Maybe you could use some hardfacing welding rod on the edge of the Fiskars. One of my grandfathers was born in 1887 and was a lumberjack at the time that trees were cut with axes and man powered saws. He got into making handles and sharpening axes because it was less work than swinging an axe or pulling a saw handle. He learned from others how to harden and temper the axe heads as well as how to carve handles with a draw knife.

+1 to this specific axe. Only downside is it's relatively short for a 2-hander but it does the job well for small trees. I got this after 2 full size wooden handle axes from Home Depot split on me chopping small trees in my backyard. This also works great for chopping up overgrown tree roots in the ground that you can't get to with a chainsaw.
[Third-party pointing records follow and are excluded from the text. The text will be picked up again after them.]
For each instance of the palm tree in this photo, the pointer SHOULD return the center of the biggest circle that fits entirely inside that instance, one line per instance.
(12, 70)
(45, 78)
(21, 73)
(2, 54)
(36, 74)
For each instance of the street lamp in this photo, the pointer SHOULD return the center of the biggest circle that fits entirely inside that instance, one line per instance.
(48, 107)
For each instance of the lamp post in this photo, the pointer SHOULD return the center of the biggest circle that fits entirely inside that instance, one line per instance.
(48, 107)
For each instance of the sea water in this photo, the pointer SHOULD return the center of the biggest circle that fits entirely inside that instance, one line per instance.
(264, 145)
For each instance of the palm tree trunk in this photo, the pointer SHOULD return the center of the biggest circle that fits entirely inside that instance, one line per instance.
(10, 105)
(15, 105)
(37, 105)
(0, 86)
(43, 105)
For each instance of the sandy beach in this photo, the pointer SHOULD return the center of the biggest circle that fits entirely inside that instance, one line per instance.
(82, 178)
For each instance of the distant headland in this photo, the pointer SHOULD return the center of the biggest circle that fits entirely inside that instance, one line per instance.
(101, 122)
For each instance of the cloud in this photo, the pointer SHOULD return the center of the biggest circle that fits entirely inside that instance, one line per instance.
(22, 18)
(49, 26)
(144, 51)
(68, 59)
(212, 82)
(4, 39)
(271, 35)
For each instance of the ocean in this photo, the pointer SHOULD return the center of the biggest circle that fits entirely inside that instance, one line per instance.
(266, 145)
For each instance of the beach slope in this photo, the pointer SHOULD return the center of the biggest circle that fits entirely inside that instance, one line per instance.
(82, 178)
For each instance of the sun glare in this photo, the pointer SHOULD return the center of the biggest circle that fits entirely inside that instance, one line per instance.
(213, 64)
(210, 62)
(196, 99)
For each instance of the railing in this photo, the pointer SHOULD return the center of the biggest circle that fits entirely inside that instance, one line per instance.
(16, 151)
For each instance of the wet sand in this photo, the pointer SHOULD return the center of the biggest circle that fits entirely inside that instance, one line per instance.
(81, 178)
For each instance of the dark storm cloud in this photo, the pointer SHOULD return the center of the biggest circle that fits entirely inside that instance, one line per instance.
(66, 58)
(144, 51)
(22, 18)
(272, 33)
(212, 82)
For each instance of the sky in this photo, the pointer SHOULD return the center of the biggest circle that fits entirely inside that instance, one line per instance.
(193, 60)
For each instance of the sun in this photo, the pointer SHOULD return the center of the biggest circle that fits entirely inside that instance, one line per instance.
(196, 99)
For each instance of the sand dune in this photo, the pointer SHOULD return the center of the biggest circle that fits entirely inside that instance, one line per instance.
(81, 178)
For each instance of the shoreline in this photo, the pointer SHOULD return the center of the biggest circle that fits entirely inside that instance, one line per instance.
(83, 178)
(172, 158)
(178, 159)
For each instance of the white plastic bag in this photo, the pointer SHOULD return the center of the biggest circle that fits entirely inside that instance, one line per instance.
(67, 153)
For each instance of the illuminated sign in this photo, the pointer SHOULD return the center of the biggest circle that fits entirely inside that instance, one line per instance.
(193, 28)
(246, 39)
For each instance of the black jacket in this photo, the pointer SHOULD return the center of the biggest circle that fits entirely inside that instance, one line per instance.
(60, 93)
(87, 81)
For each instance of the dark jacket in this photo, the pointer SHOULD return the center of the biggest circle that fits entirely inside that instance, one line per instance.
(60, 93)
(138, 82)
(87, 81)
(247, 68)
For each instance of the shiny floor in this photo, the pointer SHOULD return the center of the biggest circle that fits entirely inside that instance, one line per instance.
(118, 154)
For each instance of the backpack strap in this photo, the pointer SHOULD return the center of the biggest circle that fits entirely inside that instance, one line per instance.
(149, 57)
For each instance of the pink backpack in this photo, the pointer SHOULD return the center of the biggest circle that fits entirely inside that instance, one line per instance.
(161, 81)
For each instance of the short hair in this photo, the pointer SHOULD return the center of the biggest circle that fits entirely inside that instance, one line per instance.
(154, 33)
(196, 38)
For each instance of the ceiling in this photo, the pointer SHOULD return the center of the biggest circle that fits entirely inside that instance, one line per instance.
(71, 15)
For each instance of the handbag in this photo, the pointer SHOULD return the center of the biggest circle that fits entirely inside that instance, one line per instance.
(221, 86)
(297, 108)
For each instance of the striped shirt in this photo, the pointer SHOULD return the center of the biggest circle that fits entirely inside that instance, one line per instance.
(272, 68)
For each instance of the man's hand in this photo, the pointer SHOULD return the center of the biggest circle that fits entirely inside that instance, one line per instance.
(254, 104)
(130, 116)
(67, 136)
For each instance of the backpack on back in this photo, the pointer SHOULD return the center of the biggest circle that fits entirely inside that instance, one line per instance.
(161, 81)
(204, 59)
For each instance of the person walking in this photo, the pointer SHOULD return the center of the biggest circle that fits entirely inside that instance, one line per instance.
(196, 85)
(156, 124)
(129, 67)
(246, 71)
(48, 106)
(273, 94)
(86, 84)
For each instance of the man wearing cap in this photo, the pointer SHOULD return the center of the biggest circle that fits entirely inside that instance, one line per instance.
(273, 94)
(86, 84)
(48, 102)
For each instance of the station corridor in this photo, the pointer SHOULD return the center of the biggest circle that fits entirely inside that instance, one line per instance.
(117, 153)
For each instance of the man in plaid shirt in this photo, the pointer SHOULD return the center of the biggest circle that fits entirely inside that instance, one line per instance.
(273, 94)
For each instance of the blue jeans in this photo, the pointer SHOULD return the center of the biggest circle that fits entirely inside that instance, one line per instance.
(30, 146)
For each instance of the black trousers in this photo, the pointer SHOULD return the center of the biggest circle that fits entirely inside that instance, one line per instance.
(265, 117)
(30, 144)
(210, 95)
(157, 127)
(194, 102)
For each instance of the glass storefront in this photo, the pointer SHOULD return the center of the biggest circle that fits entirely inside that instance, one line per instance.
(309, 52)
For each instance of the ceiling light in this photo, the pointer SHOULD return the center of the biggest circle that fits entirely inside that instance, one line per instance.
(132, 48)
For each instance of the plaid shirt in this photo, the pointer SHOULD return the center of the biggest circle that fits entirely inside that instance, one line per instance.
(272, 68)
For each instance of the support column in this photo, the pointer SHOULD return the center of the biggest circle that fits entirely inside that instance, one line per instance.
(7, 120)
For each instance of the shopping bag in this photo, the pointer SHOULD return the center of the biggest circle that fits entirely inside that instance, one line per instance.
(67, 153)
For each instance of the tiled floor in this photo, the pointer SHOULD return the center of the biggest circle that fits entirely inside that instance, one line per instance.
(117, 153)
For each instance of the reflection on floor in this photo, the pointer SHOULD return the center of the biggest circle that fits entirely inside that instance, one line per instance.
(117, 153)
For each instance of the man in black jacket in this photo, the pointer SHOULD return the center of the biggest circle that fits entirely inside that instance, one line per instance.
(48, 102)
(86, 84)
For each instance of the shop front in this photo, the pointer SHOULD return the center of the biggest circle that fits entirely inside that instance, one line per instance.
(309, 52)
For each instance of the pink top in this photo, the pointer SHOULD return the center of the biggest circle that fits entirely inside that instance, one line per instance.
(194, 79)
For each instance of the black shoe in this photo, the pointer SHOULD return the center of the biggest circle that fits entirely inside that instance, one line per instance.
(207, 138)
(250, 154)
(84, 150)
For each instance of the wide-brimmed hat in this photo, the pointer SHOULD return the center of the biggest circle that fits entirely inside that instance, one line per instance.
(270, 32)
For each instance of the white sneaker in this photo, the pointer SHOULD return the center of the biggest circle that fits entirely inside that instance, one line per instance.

However, there are limits. I tried to chop through the 2 foot diameter trunk of a dead tree in my yard, and after more than an hour, my neighbor heard me cursing and huffing and puffing, and came out with his chainsaw to help me finish the job. I bought my own chainsaw the following weekend and highly recommend one for any branch >4 inch diameter or so.
 
Been eying an eastwing for a while but they are unavailable in yurrp :-(

Bro, don't you guys have all kinds of old school cool as hell axes available? One of the brands I've seen is Gransfors Bruk which is expensive as shit hipster stuff in the U.S. but looks like super quality. Anything Estwing looks like it would be slumming it compared to that.